You’ve probably seen this internet meme demonstrating the alarming resemblance of chihuahuas and muffins. Everyone in the AI industry (including myself) loves putting the image in their presentations.
But, one question I haven’t seen anyone answer rigorously is: just how good IS modern AI at disambiguating between a chihuahua and a muffin? For your entertainment and education, I’ll be investigating this question today.
Binary classification has been possible ever since the perceptron algorithm was invented in 1957. If you think AI is hyped now, the New York Times reported in 1958 that the invention was the beginning of a computer that would “be able to walk, talk, see, write, reproduce itself and be conscious of its existence.” But while perceptron machines like the Mark 1 were designed for image recognition, in reality they could only discern patterns that are linearly separable, preventing them from learning the complex patterns that underlie most visual media.
No wonder the world was disillusioned and an “AI Winter” ensued. Since then, multi-layer perceptions (popular in the 1980s) and convolutional neural networks (pioneered by Yann LeCun in 1998) have greatly outperformed single-layer perceptions in image recognition tasks. With the advent of large labeled data sets like ImageNet and powerful GPU computing, increasingly more advanced neural network architectures like AlexNet, VGG, Inception, and ResNet have achieved state-of-the-art performance in computer vision.
Computer Vision & Image Recognition APIs
If you’re a machine learning engineer, it’s easy to start experimenting with and fine-tuning these models by using pre-trained models and weights in either Keras / Tensorflow or PyTorch. If you’re not comfortable tweaking neural networks on your own, you’re in luck because virtually all the leading technology giants and promising startups claim to “democratize AI” by offering easy-to-use computer vision APIs:
- Amazon Rekognition
- Microsoft Computer Vision
- Google Cloud Vision
- IBM Watson Visual Recognition
Which one is the “best”? To truly answer that question, you’d have to clearly define your business goals, product use cases, test data sets, and metrics of success before you benchmark the solutions against each other.
In lieu of a serious inquiry, we can at least get a high-level sense of the different behaviors of each platform by testing them with our toy problem of chihuahua vs. muffin.
Conducting The Test
To do this, I split the canonical meme above into 16 separate test images and use open source code written by engineer Gaurav Oberoi to consolidate results from the different APIs. Each image is pushed through the 6 APIs listed above which return high confidence labels as predictions. The only exceptions are Microsoft which returns both labels and a caption and Cloudsight which uses human-AI hybrid technology to return only a single caption. This is why Cloudsight can return eerily accurate captions for complex images, but takes 10-20x longer to process.

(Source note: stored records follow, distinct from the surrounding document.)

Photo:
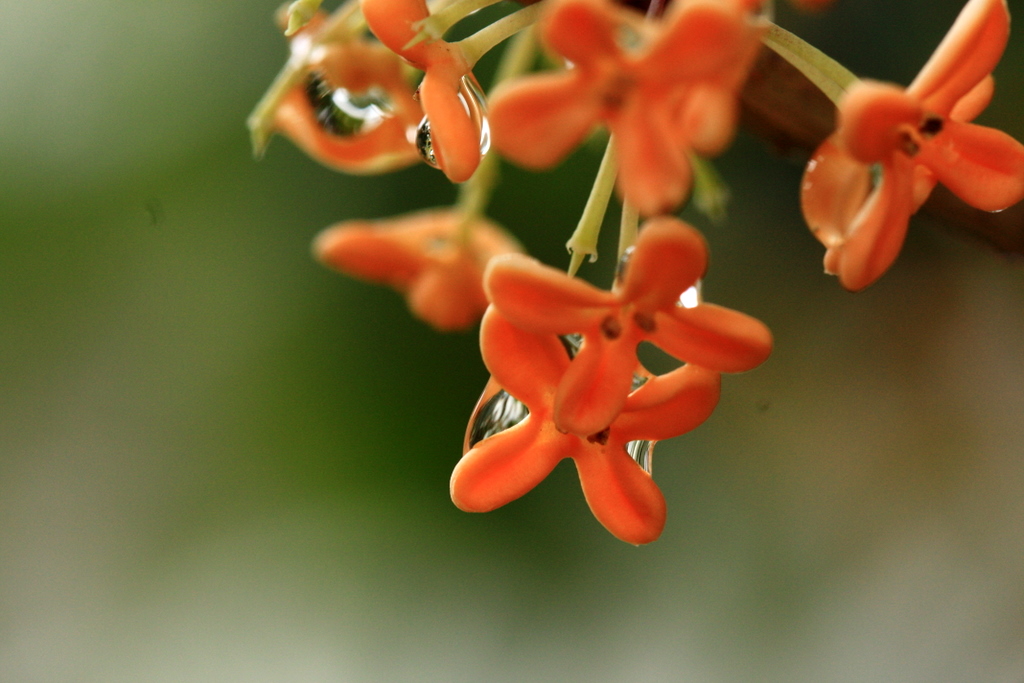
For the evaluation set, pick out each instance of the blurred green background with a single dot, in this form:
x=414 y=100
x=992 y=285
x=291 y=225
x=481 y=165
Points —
x=220 y=462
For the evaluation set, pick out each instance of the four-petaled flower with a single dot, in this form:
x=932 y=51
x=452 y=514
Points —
x=505 y=466
x=672 y=93
x=669 y=258
x=451 y=107
x=918 y=136
x=429 y=256
x=355 y=109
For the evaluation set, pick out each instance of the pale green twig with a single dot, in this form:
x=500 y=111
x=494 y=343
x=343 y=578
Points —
x=629 y=228
x=435 y=26
x=584 y=240
x=829 y=76
x=483 y=40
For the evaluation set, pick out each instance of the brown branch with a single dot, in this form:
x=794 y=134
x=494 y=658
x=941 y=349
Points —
x=780 y=105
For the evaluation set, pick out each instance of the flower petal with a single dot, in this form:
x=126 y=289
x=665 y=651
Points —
x=833 y=191
x=537 y=121
x=700 y=39
x=967 y=54
x=875 y=119
x=670 y=256
x=540 y=298
x=450 y=295
x=877 y=233
x=526 y=365
x=391 y=22
x=506 y=466
x=454 y=132
x=982 y=166
x=670 y=404
x=975 y=101
x=621 y=495
x=363 y=249
x=713 y=337
x=653 y=174
x=594 y=388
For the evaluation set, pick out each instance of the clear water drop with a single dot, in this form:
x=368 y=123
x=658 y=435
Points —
x=691 y=298
x=642 y=454
x=424 y=144
x=344 y=113
x=475 y=105
x=496 y=412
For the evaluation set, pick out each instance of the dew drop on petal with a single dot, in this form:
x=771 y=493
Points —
x=641 y=453
x=496 y=412
x=424 y=144
x=691 y=298
x=344 y=113
x=475 y=105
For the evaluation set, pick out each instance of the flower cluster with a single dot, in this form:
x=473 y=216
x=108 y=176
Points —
x=377 y=85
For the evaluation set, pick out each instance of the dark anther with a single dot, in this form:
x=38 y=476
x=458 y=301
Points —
x=932 y=126
x=644 y=322
x=907 y=143
x=611 y=328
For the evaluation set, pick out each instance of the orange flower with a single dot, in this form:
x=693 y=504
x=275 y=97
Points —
x=674 y=93
x=355 y=110
x=448 y=92
x=422 y=256
x=918 y=136
x=503 y=466
x=669 y=258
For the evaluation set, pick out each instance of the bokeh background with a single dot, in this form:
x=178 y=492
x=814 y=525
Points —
x=220 y=462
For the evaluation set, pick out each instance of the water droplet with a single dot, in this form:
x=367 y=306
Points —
x=496 y=412
x=341 y=112
x=624 y=263
x=475 y=104
x=691 y=298
x=641 y=453
x=424 y=144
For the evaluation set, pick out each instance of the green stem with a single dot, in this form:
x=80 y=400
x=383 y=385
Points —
x=485 y=39
x=340 y=26
x=584 y=240
x=435 y=26
x=629 y=228
x=475 y=194
x=711 y=195
x=829 y=76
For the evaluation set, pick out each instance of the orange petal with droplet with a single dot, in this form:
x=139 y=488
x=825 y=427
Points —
x=540 y=298
x=713 y=337
x=621 y=495
x=505 y=467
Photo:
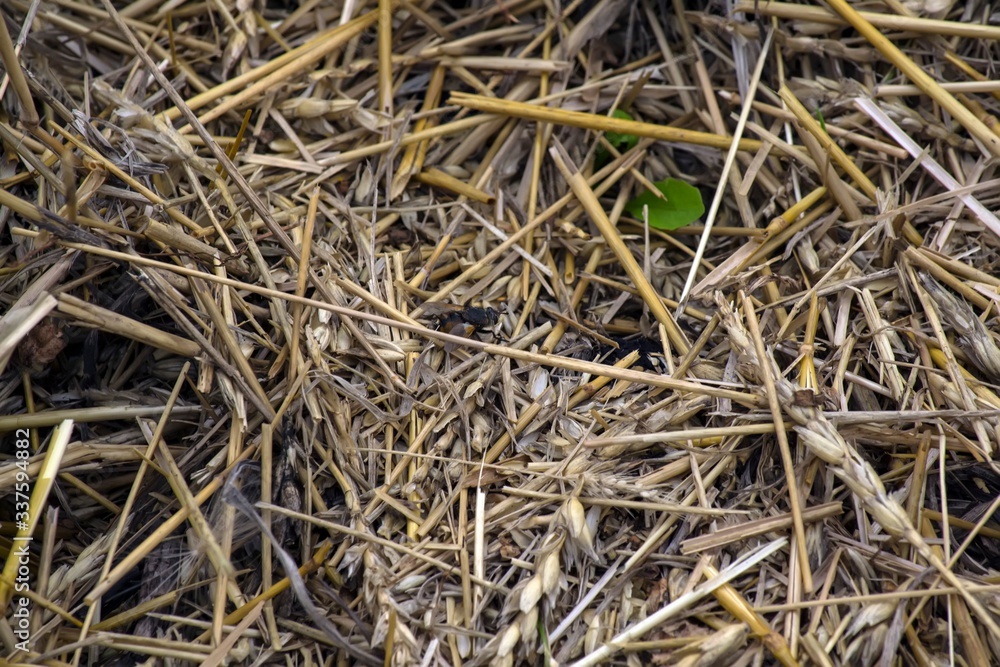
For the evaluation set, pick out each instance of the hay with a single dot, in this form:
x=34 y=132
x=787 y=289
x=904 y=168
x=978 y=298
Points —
x=328 y=338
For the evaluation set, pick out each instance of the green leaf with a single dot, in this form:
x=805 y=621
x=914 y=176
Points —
x=683 y=205
x=621 y=142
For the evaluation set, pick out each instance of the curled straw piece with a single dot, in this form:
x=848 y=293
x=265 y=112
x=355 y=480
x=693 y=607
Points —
x=232 y=495
x=821 y=437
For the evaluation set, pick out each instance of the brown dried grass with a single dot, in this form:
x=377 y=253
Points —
x=254 y=443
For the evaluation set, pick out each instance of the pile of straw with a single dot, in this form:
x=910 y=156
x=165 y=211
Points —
x=328 y=340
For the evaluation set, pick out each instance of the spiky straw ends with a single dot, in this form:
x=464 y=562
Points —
x=823 y=440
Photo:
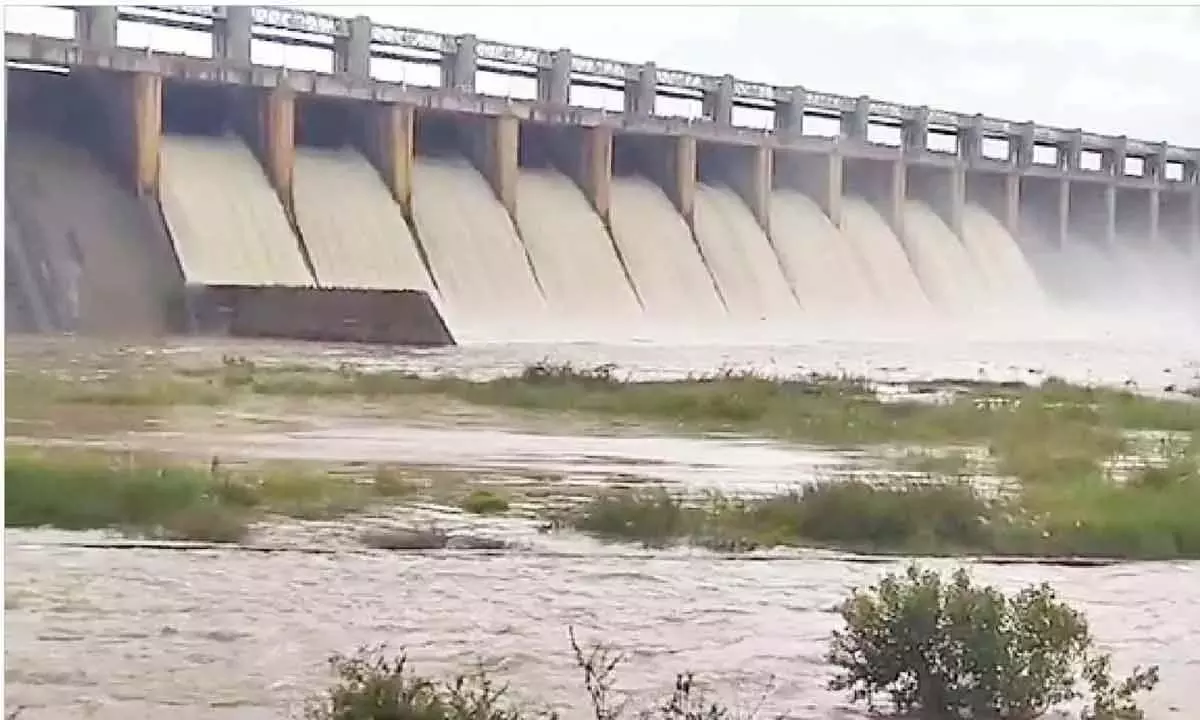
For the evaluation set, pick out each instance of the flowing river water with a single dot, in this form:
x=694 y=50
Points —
x=121 y=633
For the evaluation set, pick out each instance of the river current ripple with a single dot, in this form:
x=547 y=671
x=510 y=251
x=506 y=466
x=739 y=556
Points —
x=228 y=634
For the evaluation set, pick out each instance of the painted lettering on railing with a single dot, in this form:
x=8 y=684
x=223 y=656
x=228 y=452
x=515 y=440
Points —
x=407 y=37
x=300 y=21
x=511 y=54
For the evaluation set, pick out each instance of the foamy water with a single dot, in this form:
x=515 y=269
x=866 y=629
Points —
x=999 y=257
x=882 y=257
x=474 y=252
x=742 y=258
x=660 y=253
x=946 y=271
x=225 y=219
x=355 y=232
x=574 y=258
x=819 y=262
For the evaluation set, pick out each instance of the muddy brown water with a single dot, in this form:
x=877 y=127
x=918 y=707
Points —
x=226 y=634
x=231 y=634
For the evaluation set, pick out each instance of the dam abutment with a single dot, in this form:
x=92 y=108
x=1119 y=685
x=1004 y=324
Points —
x=881 y=183
x=250 y=129
x=669 y=161
x=942 y=187
x=817 y=175
x=748 y=169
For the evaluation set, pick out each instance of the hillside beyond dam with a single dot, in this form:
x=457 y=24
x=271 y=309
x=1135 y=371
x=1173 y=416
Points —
x=155 y=195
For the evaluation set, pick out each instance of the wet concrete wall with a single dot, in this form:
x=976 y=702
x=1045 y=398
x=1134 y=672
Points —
x=385 y=317
x=881 y=183
x=943 y=189
x=89 y=252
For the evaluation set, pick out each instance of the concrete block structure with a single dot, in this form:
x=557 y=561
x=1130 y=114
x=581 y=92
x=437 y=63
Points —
x=1056 y=198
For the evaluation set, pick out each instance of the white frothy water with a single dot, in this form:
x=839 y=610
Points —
x=741 y=257
x=225 y=219
x=661 y=257
x=947 y=273
x=1000 y=259
x=355 y=232
x=574 y=257
x=817 y=261
x=477 y=258
x=882 y=258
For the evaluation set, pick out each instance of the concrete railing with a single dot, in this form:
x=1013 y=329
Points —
x=355 y=41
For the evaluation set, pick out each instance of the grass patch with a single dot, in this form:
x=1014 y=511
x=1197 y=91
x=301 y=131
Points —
x=485 y=502
x=1137 y=520
x=77 y=491
x=1049 y=433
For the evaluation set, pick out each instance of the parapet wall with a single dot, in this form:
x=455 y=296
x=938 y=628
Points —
x=1031 y=155
x=357 y=42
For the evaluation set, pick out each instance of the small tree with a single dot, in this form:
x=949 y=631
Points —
x=957 y=651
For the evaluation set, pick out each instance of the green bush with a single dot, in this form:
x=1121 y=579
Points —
x=953 y=649
x=375 y=685
x=485 y=502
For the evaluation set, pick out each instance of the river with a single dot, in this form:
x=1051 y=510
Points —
x=118 y=633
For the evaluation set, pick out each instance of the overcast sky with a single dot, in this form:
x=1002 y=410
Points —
x=1108 y=70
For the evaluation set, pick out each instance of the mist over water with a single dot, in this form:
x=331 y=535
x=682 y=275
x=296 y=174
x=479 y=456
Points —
x=660 y=255
x=474 y=252
x=581 y=276
x=354 y=231
x=742 y=258
x=226 y=220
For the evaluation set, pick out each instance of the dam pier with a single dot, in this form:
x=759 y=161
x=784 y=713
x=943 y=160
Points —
x=207 y=195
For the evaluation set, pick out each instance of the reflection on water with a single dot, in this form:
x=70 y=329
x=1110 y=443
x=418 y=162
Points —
x=117 y=634
x=1152 y=363
x=225 y=634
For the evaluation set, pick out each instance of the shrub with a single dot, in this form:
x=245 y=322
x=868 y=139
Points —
x=373 y=685
x=953 y=649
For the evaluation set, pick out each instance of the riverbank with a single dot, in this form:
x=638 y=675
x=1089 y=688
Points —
x=1149 y=516
x=1140 y=520
x=149 y=498
x=1041 y=432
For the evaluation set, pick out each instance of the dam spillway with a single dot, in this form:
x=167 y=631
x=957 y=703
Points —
x=539 y=220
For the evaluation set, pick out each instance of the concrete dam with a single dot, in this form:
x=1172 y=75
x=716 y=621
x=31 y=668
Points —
x=154 y=193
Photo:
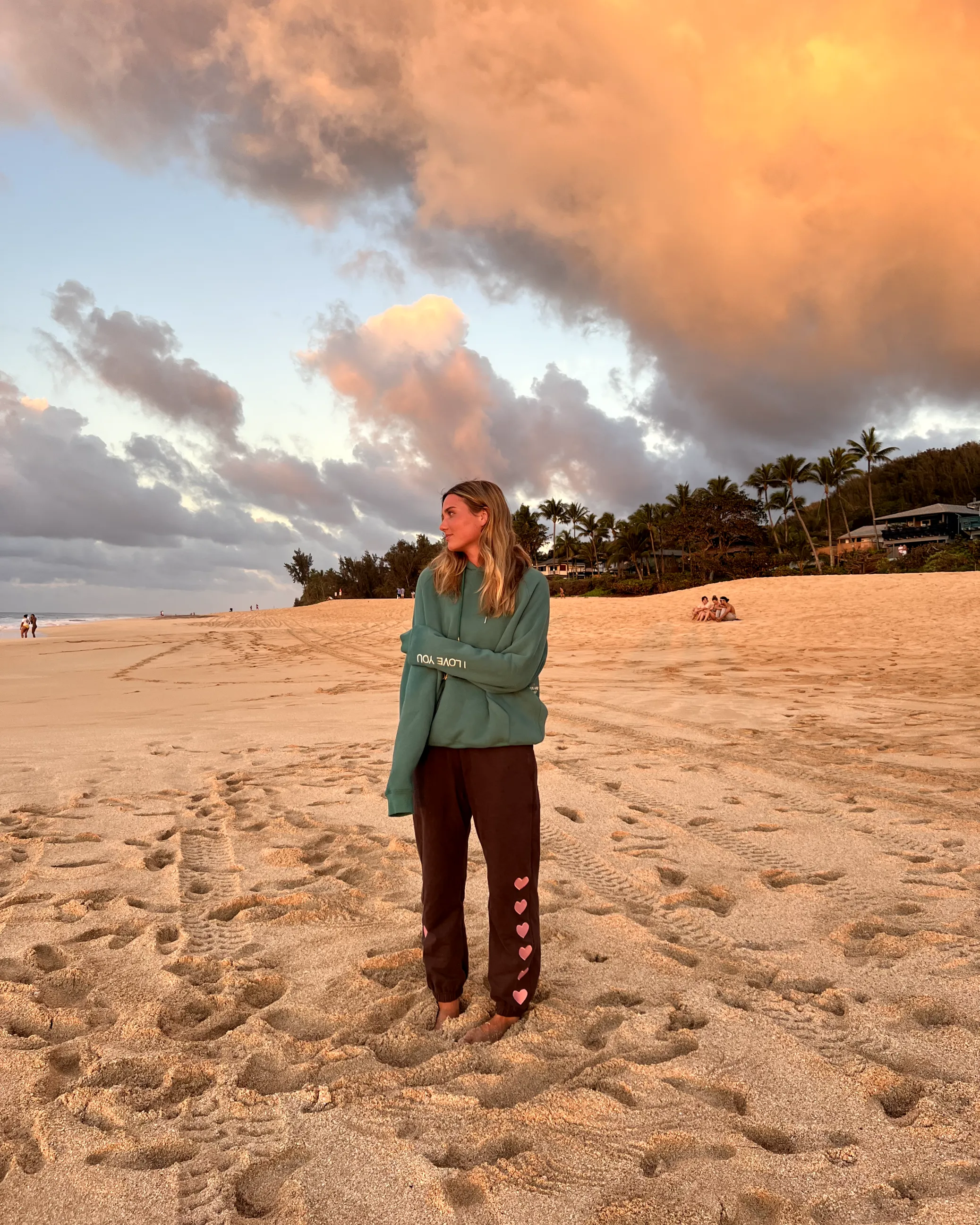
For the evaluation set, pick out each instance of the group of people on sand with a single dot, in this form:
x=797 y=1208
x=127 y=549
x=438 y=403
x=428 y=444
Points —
x=719 y=609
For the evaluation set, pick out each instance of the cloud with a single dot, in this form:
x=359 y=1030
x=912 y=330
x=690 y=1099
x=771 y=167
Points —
x=777 y=199
x=369 y=264
x=135 y=356
x=426 y=411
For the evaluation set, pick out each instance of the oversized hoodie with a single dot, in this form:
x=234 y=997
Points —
x=469 y=681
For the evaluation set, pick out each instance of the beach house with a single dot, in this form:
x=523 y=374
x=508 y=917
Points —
x=937 y=523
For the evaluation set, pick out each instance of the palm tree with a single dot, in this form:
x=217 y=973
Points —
x=605 y=527
x=825 y=471
x=555 y=511
x=682 y=498
x=762 y=479
x=589 y=526
x=794 y=471
x=843 y=466
x=870 y=451
x=782 y=505
x=648 y=517
x=630 y=543
x=679 y=502
x=575 y=514
x=568 y=544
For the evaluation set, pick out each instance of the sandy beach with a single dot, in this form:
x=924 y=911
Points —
x=761 y=924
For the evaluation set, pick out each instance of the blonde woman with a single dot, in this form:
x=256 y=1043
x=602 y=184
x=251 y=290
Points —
x=469 y=718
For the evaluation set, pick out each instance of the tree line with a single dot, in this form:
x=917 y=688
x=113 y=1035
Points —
x=694 y=536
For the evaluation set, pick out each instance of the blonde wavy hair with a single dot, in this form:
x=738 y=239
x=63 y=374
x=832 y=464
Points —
x=504 y=560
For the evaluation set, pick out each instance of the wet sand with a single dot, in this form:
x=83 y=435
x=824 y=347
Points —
x=761 y=924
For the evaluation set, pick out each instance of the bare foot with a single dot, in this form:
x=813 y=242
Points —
x=490 y=1030
x=446 y=1012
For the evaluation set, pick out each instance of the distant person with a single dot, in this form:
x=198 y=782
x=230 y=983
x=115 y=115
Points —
x=727 y=613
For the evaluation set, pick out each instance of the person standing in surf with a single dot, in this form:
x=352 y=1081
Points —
x=469 y=717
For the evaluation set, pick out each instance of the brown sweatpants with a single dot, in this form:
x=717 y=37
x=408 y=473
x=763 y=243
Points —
x=498 y=789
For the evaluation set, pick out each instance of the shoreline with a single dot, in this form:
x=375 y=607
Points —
x=761 y=861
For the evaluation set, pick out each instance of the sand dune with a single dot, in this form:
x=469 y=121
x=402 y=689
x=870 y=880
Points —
x=761 y=987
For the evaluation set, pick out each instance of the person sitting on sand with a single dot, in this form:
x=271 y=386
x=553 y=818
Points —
x=725 y=612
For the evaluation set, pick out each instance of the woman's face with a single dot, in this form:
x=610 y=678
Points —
x=460 y=526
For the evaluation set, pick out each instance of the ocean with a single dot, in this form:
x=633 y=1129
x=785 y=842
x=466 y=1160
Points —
x=10 y=623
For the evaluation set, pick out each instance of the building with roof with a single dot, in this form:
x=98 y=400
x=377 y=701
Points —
x=861 y=538
x=937 y=523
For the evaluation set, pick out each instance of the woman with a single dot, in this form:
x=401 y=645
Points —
x=469 y=718
x=727 y=612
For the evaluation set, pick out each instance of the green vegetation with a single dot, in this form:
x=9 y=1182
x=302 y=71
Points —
x=712 y=533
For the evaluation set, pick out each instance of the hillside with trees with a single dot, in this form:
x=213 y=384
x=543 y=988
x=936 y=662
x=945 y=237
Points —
x=716 y=532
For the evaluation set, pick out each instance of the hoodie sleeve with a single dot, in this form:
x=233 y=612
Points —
x=495 y=672
x=417 y=706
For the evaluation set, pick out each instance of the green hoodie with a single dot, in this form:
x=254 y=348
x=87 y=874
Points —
x=469 y=681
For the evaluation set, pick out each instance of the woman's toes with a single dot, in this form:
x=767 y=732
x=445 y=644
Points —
x=446 y=1012
x=490 y=1030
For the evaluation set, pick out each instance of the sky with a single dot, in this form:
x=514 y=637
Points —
x=277 y=281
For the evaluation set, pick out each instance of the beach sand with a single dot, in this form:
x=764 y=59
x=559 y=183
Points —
x=761 y=924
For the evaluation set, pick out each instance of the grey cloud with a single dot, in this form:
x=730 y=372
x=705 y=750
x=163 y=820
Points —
x=135 y=356
x=792 y=275
x=370 y=264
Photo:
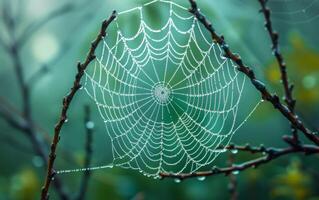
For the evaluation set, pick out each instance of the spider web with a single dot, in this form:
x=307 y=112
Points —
x=167 y=96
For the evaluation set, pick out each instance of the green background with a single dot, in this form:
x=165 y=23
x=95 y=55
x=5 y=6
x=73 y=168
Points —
x=64 y=40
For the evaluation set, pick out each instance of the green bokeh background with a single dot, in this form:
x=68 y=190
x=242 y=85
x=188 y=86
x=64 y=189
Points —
x=65 y=40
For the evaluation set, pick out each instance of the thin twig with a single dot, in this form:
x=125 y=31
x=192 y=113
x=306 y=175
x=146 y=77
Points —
x=88 y=153
x=274 y=36
x=232 y=186
x=66 y=103
x=272 y=154
x=266 y=95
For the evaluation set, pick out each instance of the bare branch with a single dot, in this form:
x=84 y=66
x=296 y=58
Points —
x=232 y=186
x=66 y=103
x=272 y=154
x=266 y=95
x=274 y=36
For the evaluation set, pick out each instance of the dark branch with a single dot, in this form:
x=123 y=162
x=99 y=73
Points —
x=88 y=153
x=272 y=154
x=232 y=186
x=266 y=95
x=274 y=36
x=66 y=103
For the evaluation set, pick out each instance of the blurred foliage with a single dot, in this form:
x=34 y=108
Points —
x=21 y=172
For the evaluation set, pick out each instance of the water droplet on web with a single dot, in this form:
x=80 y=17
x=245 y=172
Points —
x=235 y=172
x=89 y=125
x=201 y=178
x=177 y=180
x=234 y=151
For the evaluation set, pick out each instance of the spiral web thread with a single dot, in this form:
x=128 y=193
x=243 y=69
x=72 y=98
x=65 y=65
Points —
x=167 y=95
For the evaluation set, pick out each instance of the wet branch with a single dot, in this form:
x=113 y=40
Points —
x=66 y=103
x=266 y=95
x=274 y=36
x=269 y=153
x=88 y=153
x=272 y=153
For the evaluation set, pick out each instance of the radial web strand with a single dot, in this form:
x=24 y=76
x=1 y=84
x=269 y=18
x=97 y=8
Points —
x=165 y=92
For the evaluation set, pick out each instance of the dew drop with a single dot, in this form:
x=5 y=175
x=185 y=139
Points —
x=177 y=180
x=201 y=178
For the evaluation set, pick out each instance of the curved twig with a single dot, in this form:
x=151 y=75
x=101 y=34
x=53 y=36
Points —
x=266 y=95
x=66 y=103
x=272 y=154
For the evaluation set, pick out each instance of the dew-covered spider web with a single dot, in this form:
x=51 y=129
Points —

Below is an example of the output. You can see the full list of results on all 16 chihuahua vs. muffin images by clicking here.
How well did the APIs do? Other than Microsoft which confused this muffin for a stuffed animal, every other API recognized the image was of food, but there wasn’t agreement as to whether the food was bread, cake, cookies, or muffins. Google was the only API to successfully identify “muffin” as the highest probability label.
Let’s look at a chihuahua example:
Again, the APIs did rather well. All of them realized the image was of a dog, although a few of them missed the exact breed.
There were definite failures, though. Microsoft returned a blatantly wrong caption three separate times describing muffins as either stuffed animals or a teddy bear.
Google was the ultimate muffin identifier, returning “muffin” as its highest confidence label for 6 out of the 7 muffin images in our test set. The other APIs never returned “muffin” as the first label for any muffin picture, but instead related but less relevant labels like “bread”, “cookie”, or “cupcake”.
However, despite the string of successes, Google did fail on this specific muffin image, returning “snout” and “dog breed group” as predictions.
Even the world’s most advanced machine learning platforms are tripped up by our facetious chihuahua vs. muffin challenge! A human toddler beats deep learning when it comes to figuring what’s food and what’s Fido.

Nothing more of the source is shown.